What a delight to find a history of Indian capitalism packed with enough econometric and statistical data to satisfy academics, but still accessible to lay readers. Roy, based at the London School of Economics, is a quiet, scholarly figure and no polemicist. Yet his book explodes deeply held nationalist myths.
First to go is the notion that pre-colonial India was a land of economic milk and honey, just waiting to be plundered by the wicked East India Company. We learn instead that trade and capital costs were exorbitant, with monopolistic Indian bankers charging interest rates as high as 40 per cent, compared with only 6 per cent in England. There were no indigenous machines or machine tools, and labour was tied to the land. The “great divergence” between India and the West, with its scientific and industrial revolution, would have happened anyway.
What the colonial impact did bring about was migration of businesses from declining inland centres to the flourishing new port cities founded by the East India Company. These became centres of cosmopolitanism, with old caste affiliations submerged in new trading ventures to China and West Asia, protected by British naval control of sea routes. Newly urbanised business communities like Marwaris and the Parsis led banking and factory industrialisation, underpinned by British commercial law, limited liability and joint stock companies.

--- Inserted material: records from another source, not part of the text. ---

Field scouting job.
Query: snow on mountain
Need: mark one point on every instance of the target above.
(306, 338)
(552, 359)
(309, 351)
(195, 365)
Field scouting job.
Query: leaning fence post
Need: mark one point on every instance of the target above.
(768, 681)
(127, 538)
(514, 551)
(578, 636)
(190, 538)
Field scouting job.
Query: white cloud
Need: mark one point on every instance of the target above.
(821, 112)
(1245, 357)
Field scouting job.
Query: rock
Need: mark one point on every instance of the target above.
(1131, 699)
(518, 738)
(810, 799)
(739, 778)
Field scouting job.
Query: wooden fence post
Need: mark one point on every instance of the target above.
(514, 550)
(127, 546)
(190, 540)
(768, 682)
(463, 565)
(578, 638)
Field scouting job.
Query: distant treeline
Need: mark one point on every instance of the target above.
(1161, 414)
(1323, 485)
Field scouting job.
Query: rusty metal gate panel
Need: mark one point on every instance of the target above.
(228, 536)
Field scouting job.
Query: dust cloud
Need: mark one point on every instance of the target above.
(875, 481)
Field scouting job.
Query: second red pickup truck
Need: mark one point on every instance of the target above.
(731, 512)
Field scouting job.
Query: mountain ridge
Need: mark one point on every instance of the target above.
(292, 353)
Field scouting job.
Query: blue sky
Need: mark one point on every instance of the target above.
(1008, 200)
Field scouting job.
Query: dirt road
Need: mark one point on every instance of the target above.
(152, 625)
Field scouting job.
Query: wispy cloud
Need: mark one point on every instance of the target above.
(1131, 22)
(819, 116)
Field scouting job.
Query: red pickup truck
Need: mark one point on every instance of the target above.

Roy argues persuasively that, far from de-industrialising India by flooding its handloom markets with factory-produced British goods, the colonial encounter laid the foundations of India’s own industrial revolution in the second half of the 19th century. It did this by maintaining global open markets that enabled Indian enterprise to trade successfully across the world and then plough the profits of trade into buying foreign technology needed to set up India’s infant industries.
The figures are impressive. Bank deposits rose from virtually zero in 1870 to 12 per cent of the GDP by 1935. Factory employment during the same period leapt again from zero to 2 million, comparable to Japan or Russia. Colonial India led the developing world, not only as its largest textile producer, but also in iron and steel, producing half of all steel made outside Europe, North America and Japan. Thanks to their enormous profits in Britain’s two world wars, Indian capitalists like Tata and Birla formed conglomerates and diversified into new sectors like paper and sugar. In 1947, Indian cities boasted some of the best schools, colleges, hospitals, banks and insurance companies outside the Western world.
Roy dismisses the notion that British employers were any more exploitative than Indians. “The European planter,” he says, “did not do anything the Bengali zamindar would not do to a peasant whose rent was in default, which was to beat him up in a special room made for the purpose.” He is equally dismissive of the nationalist myth that Britain drained Indian wealth through foreign remittances. Instead, imperial openness made it possible for India to import what has always been its most scarce resource, capital. It was foreign investment that financed the railways, which in turn stimulated the grain trade, bringing down transport costs and increasing the flow of price information to farmers. That, in turn, boosted agricultural exports, which earned more foreign exchange to re-invest, a virtuous circle of profits fuelling growth.
As for the alleged ‘drain’ of foreign remittances by Brits in India, they were more than offset by India’s consistent trade surplus with Britain throughout the colonial period, a surplus which balanced purchases abroad by the colonial government and the private sector. The Raj, in effect, functioned as a giant customs union, with free movement of goods, capital and labour within India and across the wider British Empire.
All this, Roy tells us, ground to a halt after independence, with the sad story of Nehru’s socialism shutting down the globalisation and trading opportunities that had been the engine of economic growth under the Raj. Indian nationalists came to power with a prejudice against traders, and the result was the Permit-Licence Raj that not only killed off trade, but also cut off Indian industry from the foreign technology, capital and markets it needed.
Ironically, the resulting abysmal rate of growth was only reversed after 1990 by a gradual return to the cosmopolitan openness. India again has the capacity to buy knowledge from the world and to sell its services abroad.
“Colonialism,” Roy concludes, “was bad politics”, but its economic openness was good for business. “Indian nationalists,” he complains, “made people believe that colonial rule was bad because the open economy had made India poor. There was an unfortunate muddle between market liberalism and political liberty, for which post-1947 India paid the price.”